Global imbalances, best understood as the accumulation of large current account surpluses by some countries and large deficits by others, have pre-occupied economists for many years. During much of this decade the current account deficit of the United States was rising and savings rates falling. The proximate cause was the rapid rise in house prices and low interest rates that induced consumers to spend a part of their increased wealth on consumer goods. Initially, the mirror of that imbalance was observed pretty much throughout the world, but most notably in China where a large current account surplus began accumulating.

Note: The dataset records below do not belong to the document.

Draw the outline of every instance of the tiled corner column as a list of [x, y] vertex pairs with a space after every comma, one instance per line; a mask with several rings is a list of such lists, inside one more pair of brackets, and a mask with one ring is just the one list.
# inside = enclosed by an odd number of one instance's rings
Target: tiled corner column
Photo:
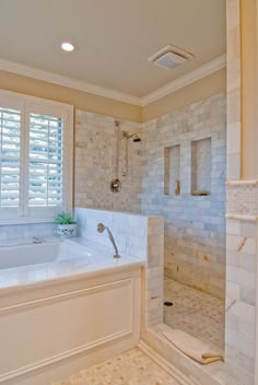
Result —
[[255, 385], [258, 182], [227, 183], [225, 364]]
[[145, 326], [163, 323], [164, 290], [164, 220], [148, 220], [148, 258], [145, 267]]
[[226, 0], [227, 179], [241, 178], [241, 0]]
[[126, 212], [75, 208], [79, 235], [112, 247], [106, 233], [99, 234], [97, 223], [108, 226], [120, 253], [145, 262], [142, 280], [143, 327], [163, 323], [164, 220]]

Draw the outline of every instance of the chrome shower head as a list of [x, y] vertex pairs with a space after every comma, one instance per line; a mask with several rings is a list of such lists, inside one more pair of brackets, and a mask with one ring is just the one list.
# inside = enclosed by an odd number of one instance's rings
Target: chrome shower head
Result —
[[141, 142], [141, 138], [139, 137], [139, 135], [136, 133], [136, 135], [132, 137], [132, 141], [133, 141], [134, 143]]
[[122, 138], [131, 139], [133, 141], [133, 143], [141, 142], [141, 137], [136, 132], [129, 135], [128, 131], [122, 131]]

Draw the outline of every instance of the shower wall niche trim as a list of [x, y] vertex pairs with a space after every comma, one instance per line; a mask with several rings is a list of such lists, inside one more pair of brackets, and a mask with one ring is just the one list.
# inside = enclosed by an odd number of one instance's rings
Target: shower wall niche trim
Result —
[[180, 195], [180, 145], [164, 149], [164, 195]]
[[191, 142], [191, 195], [210, 195], [211, 164], [211, 138], [194, 140]]

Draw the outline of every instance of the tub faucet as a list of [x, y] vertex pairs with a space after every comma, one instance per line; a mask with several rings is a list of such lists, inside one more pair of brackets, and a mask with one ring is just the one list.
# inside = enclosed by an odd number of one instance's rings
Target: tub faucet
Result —
[[98, 225], [97, 225], [97, 231], [98, 231], [98, 233], [103, 233], [104, 230], [107, 231], [107, 234], [108, 234], [108, 236], [109, 236], [109, 240], [110, 240], [110, 242], [112, 242], [112, 244], [113, 244], [113, 246], [114, 246], [114, 249], [115, 249], [114, 258], [120, 258], [120, 255], [119, 255], [119, 253], [118, 253], [118, 248], [117, 248], [116, 242], [115, 242], [115, 240], [114, 240], [114, 236], [113, 236], [110, 230], [109, 230], [107, 226], [105, 226], [103, 223], [98, 223]]
[[34, 236], [33, 237], [33, 243], [35, 243], [36, 245], [43, 243], [44, 238], [42, 236]]

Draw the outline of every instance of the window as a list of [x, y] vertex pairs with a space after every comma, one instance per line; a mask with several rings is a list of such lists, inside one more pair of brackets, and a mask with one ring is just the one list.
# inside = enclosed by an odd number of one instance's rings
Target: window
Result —
[[71, 209], [70, 105], [0, 92], [0, 223]]

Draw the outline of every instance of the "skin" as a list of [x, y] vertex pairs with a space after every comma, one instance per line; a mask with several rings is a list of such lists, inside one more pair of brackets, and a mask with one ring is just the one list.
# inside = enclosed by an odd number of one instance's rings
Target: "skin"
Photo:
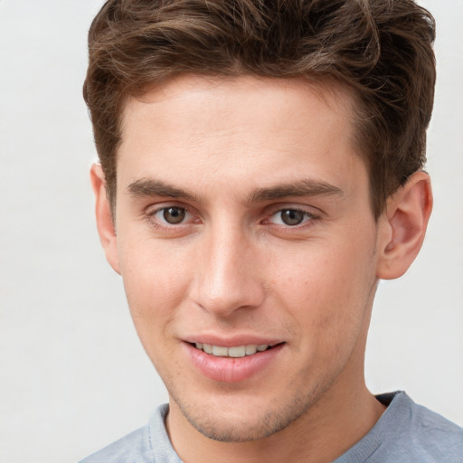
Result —
[[[114, 223], [92, 167], [101, 242], [184, 461], [332, 461], [383, 412], [364, 377], [373, 300], [418, 253], [431, 194], [418, 172], [374, 220], [352, 102], [298, 80], [184, 76], [127, 103]], [[217, 381], [192, 363], [204, 336], [279, 347]]]

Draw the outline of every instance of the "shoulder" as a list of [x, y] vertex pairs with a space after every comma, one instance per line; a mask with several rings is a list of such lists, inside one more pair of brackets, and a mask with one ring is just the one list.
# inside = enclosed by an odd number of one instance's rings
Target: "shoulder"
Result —
[[463, 429], [416, 404], [405, 392], [382, 394], [388, 408], [336, 463], [462, 463]]
[[428, 451], [436, 461], [461, 463], [463, 428], [409, 400], [411, 402], [410, 437], [415, 446]]
[[151, 461], [145, 457], [151, 451], [148, 426], [128, 434], [105, 447], [101, 450], [87, 457], [80, 463], [142, 463]]
[[167, 404], [161, 405], [149, 424], [87, 457], [80, 463], [178, 463], [164, 424]]

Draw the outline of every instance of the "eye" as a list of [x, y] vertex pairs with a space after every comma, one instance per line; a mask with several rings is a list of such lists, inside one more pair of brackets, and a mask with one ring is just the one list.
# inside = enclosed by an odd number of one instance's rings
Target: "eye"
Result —
[[313, 218], [314, 216], [307, 211], [300, 211], [299, 209], [282, 209], [270, 217], [270, 222], [277, 225], [294, 227]]
[[154, 214], [155, 218], [159, 222], [164, 222], [169, 225], [182, 223], [189, 215], [186, 209], [178, 206], [163, 207]]

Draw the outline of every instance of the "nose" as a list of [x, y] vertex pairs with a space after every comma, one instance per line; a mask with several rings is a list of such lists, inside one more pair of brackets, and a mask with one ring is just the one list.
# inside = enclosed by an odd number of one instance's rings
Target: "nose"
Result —
[[192, 298], [203, 309], [227, 317], [260, 306], [265, 288], [259, 271], [259, 246], [238, 227], [216, 227], [203, 238]]

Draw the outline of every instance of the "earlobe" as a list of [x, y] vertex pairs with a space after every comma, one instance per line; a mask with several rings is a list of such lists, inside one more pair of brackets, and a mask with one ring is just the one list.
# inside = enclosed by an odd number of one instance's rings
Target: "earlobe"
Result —
[[91, 166], [90, 182], [95, 194], [95, 214], [99, 241], [101, 241], [108, 262], [109, 262], [114, 270], [120, 273], [116, 230], [106, 192], [105, 175], [99, 164], [94, 164]]
[[430, 176], [425, 172], [415, 172], [389, 198], [380, 219], [379, 279], [397, 279], [407, 271], [421, 248], [431, 210]]

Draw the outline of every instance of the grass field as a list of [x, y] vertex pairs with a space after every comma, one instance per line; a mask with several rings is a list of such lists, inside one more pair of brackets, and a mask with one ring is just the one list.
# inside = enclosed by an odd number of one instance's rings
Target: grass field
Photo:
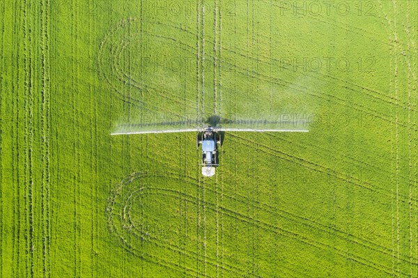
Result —
[[[417, 14], [0, 1], [0, 277], [418, 277]], [[309, 132], [110, 136], [214, 114]]]

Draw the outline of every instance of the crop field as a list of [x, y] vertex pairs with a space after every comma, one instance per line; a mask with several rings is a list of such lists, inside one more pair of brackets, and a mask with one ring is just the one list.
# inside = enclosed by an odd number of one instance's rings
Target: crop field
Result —
[[[418, 277], [417, 14], [0, 0], [0, 277]], [[110, 135], [214, 115], [309, 132]]]

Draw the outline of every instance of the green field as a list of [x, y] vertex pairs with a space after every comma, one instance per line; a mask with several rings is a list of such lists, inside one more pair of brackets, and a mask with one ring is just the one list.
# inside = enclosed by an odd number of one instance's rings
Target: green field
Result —
[[[418, 277], [417, 14], [0, 0], [0, 277]], [[212, 115], [309, 132], [110, 135]]]

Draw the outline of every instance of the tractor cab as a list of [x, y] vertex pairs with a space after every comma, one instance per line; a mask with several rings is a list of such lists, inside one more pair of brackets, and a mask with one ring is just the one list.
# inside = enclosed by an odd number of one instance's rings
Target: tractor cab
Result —
[[220, 146], [216, 132], [207, 128], [203, 133], [198, 134], [197, 146], [202, 145], [202, 175], [211, 177], [215, 175], [215, 167], [219, 166], [217, 153], [217, 144]]

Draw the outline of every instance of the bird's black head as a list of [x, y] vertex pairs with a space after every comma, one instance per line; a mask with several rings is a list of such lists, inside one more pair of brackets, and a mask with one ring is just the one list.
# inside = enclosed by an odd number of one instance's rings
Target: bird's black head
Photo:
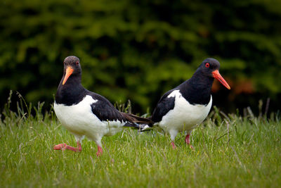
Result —
[[199, 69], [204, 75], [214, 77], [213, 72], [216, 70], [218, 70], [219, 68], [218, 61], [214, 58], [207, 58], [201, 63]]
[[219, 68], [220, 63], [218, 61], [209, 58], [203, 61], [197, 72], [204, 76], [216, 78], [226, 88], [230, 89], [230, 87], [219, 73]]
[[63, 84], [65, 84], [67, 79], [71, 77], [79, 77], [81, 78], [82, 70], [80, 66], [80, 60], [76, 56], [68, 56], [63, 61], [64, 70], [63, 76], [64, 79]]

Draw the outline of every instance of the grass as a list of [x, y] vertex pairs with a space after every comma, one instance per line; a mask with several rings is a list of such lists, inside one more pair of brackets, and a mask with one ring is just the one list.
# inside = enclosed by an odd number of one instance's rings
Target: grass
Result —
[[[215, 108], [192, 134], [173, 150], [168, 136], [125, 130], [103, 137], [97, 158], [94, 142], [85, 139], [82, 152], [53, 151], [54, 144], [75, 146], [74, 136], [53, 112], [44, 115], [18, 104], [6, 106], [0, 122], [1, 187], [280, 187], [281, 123], [271, 118], [226, 115]], [[27, 107], [27, 108], [26, 108]], [[27, 112], [22, 109], [27, 108]]]

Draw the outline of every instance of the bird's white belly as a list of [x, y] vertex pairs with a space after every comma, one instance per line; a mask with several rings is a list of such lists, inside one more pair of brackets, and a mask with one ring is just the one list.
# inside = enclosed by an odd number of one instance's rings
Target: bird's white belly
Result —
[[175, 106], [164, 115], [159, 126], [166, 131], [191, 131], [208, 115], [212, 99], [205, 105], [192, 105], [181, 96], [179, 90], [175, 90], [168, 97], [175, 96]]
[[72, 106], [55, 102], [54, 110], [61, 124], [74, 135], [86, 135], [96, 140], [103, 135], [112, 135], [121, 131], [124, 122], [100, 121], [92, 113], [91, 104], [96, 101], [91, 96], [86, 96], [81, 102]]

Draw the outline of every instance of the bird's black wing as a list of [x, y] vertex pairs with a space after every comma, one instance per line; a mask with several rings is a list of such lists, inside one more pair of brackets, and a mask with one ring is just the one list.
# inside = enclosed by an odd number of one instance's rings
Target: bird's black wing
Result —
[[140, 123], [152, 123], [150, 119], [119, 111], [106, 98], [101, 95], [90, 92], [89, 94], [93, 99], [98, 100], [92, 104], [91, 107], [93, 113], [101, 121], [123, 120], [126, 122], [126, 125], [131, 125], [131, 127], [138, 126]]
[[174, 90], [176, 89], [167, 92], [161, 97], [151, 117], [154, 123], [161, 121], [163, 116], [175, 107], [175, 97], [167, 97]]
[[101, 121], [127, 121], [126, 115], [119, 112], [115, 107], [105, 97], [96, 93], [89, 92], [93, 99], [98, 101], [91, 104], [92, 112]]

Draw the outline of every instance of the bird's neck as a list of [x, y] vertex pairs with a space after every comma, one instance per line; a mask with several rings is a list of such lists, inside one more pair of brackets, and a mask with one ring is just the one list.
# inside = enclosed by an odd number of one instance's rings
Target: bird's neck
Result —
[[80, 102], [84, 96], [86, 89], [81, 84], [81, 77], [71, 76], [67, 82], [63, 84], [62, 80], [58, 87], [55, 94], [55, 102], [67, 106], [77, 104]]
[[192, 77], [179, 86], [181, 93], [192, 104], [209, 104], [214, 77], [196, 71]]

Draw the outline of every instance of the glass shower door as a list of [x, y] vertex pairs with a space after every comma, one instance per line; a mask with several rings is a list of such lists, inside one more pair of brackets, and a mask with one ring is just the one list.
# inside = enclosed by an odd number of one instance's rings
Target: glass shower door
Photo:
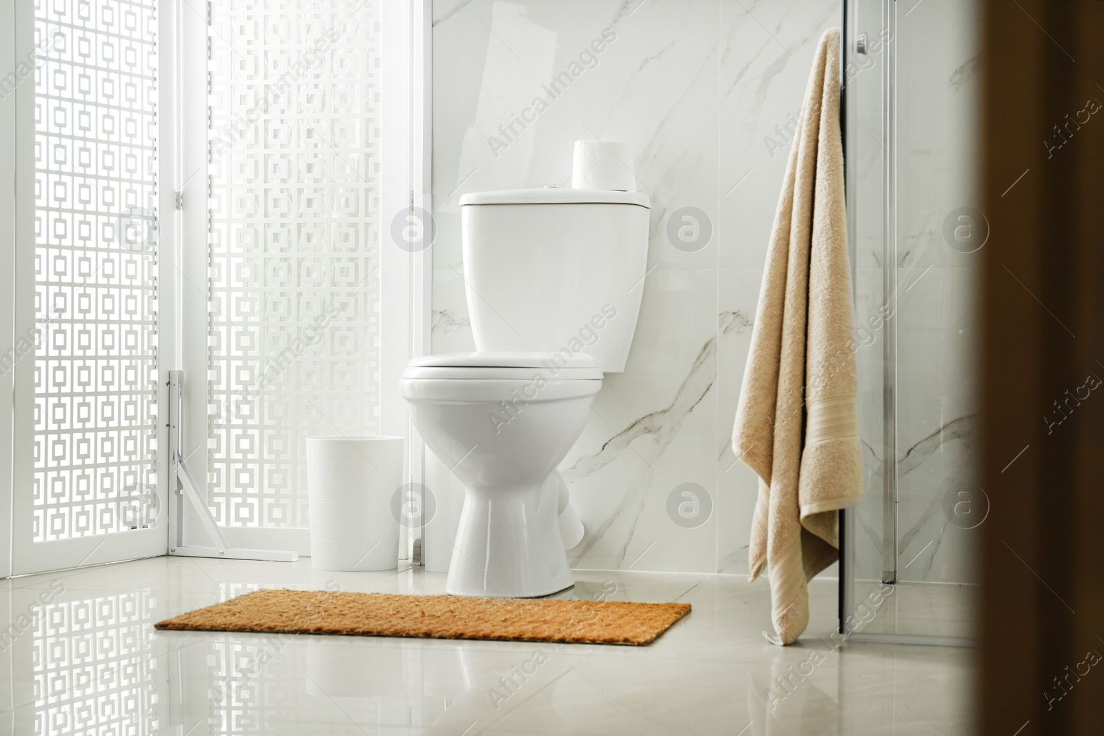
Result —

By 2008 global imbalances (measured as the sum of the absolute value of every country’s current account balance) peaked, with high oil prices exacerbating the deficits of oil importers and generating huge surpluses among exporters. With the crisis, oil prices have come down, consumers worldwide endured a large cut in their wealth, and strikingly China’s current account surplus (as did those of oil exporters) and the U.S. current account deficit also fell sharply.
Source: World Bank
The World Bank’s recently released Global Economic Prospects argues that although cyclical factors are at play in the decline in these imbalances, they are unlikely to return to past peaks. That assessment is based on four assumptions about future developments. First, household savings rates in the United States are likely to remain high; second, public savings in the U.S. are likely increase (fiscal stimulus will begin to be withdrawn as the recovery takes hold); third, oil prices are likely to remain close to current levels; and last, China will have some success in stimulating domestic demand and overcoming the imbalance between domestic savings and investment that has increasingly characterized its economy in recent years---most notably since 2006.
Source: World Bank
Of course, how things turn out is very uncertain. Should continued low interest rates rekindle the kind of wealth effects observed during the housing bubble or if the U.S. government does not take steps to reign in government spending, then the U.S. current account deficit can be expected to start to rise once again. Similarly, adjusting China’s investment and savings behavior will not be easy. While some form of real effective appreciation, such as the crawling peg the country has in place prior to the crisis, is likely part of the solution, a sharp appreciation as called for by some is unlikely to be effective. Because China and the U.S. do not produce the same goods, it risks increasing the cost of U.S. imports and actually exacerbating the deficit of the United States.